Tim Homfray attends the performance of Haydn and Beethoven at London’s Wigmore Hall on 23 January 2023
The Doric Quartet opened Haydn’s op.50 no.5 Quartet in F major as if it were a question, with violins followed by curious ‘wrong’ notes in the lower instruments, before resolving into a satisfying perfect cadence. It offered a veritable musical mini-drama, all within the first eight bars. A mix of wrong-footing wit and tonal richness ran through the movement, with some fleet passagework from leader Alex Redington. The slow movement was a seamless meditation, a single lyrical arc. Some teasing touches of rubato added theatre to the Menuetto. Redington produced some soupy portamentos at the beginning of the finale, steadily taken but with a nice energy. Its humour was heightened with touches of rubato, including a couple of bars of heavy unison ritenuto, all given with twinkles in the eyes.
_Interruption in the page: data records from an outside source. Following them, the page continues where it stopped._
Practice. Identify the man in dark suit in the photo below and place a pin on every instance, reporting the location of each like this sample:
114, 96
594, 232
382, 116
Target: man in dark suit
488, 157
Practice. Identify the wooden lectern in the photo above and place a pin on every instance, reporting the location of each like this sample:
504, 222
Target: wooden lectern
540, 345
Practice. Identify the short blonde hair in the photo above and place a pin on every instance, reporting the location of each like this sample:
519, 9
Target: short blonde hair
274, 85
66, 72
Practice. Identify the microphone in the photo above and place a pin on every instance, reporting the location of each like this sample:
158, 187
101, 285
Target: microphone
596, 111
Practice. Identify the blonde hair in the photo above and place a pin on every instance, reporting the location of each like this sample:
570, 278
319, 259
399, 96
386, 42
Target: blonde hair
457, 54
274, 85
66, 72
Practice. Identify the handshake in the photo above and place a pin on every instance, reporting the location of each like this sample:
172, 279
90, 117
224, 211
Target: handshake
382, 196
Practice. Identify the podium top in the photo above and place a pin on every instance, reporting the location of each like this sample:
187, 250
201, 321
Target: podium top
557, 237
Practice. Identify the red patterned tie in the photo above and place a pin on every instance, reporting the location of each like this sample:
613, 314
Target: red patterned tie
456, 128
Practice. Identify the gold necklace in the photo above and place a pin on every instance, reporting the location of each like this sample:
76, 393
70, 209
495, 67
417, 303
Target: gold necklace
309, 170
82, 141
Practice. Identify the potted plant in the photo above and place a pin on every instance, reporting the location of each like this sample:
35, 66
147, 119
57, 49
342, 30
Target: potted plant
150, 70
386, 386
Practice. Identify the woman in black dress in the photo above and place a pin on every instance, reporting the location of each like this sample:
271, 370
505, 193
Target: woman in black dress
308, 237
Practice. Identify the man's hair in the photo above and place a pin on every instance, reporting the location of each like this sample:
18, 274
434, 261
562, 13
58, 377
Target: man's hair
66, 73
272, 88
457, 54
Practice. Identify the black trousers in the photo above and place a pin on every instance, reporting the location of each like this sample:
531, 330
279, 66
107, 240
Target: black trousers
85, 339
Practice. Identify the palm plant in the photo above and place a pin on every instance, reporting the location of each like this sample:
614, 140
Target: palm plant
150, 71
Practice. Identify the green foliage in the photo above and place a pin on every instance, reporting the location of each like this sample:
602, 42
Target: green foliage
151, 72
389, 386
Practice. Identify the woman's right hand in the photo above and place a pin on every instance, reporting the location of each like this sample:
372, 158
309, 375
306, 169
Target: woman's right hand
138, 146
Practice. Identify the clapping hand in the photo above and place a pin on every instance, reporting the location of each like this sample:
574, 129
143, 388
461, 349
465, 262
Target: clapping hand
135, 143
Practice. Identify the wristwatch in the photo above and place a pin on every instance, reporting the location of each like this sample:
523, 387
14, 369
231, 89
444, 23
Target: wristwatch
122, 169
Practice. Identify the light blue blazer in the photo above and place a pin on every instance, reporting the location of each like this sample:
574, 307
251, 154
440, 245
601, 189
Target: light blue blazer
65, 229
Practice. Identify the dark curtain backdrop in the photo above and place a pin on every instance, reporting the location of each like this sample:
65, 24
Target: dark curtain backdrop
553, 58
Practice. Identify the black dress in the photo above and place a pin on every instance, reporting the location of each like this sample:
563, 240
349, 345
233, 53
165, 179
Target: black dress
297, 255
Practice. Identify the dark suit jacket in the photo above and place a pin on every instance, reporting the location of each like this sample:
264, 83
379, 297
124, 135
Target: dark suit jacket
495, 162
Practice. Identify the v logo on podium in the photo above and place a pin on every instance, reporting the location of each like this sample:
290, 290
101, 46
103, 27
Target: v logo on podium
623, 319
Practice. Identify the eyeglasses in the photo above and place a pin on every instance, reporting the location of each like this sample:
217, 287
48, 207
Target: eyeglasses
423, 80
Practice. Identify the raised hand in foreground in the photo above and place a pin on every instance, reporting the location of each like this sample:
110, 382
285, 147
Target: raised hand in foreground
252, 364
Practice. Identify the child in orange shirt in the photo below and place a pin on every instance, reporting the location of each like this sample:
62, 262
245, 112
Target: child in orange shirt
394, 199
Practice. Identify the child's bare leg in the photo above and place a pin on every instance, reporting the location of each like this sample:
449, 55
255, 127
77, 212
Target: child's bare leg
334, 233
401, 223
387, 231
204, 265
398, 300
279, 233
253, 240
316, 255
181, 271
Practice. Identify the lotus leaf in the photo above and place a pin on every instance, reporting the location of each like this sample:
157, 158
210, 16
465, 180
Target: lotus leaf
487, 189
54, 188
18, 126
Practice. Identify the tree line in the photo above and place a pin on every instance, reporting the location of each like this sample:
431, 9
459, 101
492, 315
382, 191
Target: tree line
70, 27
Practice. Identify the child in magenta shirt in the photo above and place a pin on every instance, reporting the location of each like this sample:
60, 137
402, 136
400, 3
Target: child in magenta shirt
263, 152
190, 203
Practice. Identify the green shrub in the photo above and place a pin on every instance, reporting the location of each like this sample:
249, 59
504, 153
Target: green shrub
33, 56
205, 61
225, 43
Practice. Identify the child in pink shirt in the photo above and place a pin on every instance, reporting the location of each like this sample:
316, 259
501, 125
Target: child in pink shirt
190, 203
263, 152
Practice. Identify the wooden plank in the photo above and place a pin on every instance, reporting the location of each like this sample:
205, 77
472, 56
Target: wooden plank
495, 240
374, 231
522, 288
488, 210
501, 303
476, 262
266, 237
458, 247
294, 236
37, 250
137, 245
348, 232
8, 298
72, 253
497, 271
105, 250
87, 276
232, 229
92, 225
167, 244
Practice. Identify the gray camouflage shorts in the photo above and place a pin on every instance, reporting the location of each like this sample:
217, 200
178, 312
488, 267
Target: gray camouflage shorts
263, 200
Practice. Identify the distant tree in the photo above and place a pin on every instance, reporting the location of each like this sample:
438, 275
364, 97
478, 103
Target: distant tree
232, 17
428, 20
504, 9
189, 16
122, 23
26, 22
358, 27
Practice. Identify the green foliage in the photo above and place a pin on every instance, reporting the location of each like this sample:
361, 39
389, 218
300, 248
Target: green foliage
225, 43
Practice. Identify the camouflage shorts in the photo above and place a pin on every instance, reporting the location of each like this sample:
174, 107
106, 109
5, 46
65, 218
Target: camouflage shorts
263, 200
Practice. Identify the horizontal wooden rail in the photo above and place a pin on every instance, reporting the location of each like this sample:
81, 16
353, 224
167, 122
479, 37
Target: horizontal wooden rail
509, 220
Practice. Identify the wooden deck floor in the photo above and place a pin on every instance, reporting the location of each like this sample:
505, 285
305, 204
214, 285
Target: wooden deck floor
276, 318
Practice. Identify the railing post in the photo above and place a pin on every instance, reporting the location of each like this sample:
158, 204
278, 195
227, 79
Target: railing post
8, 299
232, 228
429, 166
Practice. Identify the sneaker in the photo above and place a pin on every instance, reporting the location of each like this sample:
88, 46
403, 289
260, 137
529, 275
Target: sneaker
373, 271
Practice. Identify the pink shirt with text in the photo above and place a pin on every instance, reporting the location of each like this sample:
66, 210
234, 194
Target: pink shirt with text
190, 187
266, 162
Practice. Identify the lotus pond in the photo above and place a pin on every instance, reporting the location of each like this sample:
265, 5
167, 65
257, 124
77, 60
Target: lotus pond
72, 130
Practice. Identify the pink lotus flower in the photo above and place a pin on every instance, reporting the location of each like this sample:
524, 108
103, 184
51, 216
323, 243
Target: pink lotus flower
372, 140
Read: The Doric Quartet on switching to Classical bows
Violist Brett Dean joined the players for Beethoven’s C major Quintet op.29. The musicians gave a spacious account of the opening Allegro, and were closely observant of the many pianos and pianissimos, the more to bring out the drama of the abrupt fortes in the development. They took an equally broad view of the second-movement Adagio molto espressivo, with a surface serenity and subtle, expressive phrasing. After the spirited rustic dance of the Scherzo, the Presto finale was theatrical and suitably colourful, not least in the deliberately incongruous Andante section in the middle of it, an effect Beethoven liked so much he repeated it in the coda.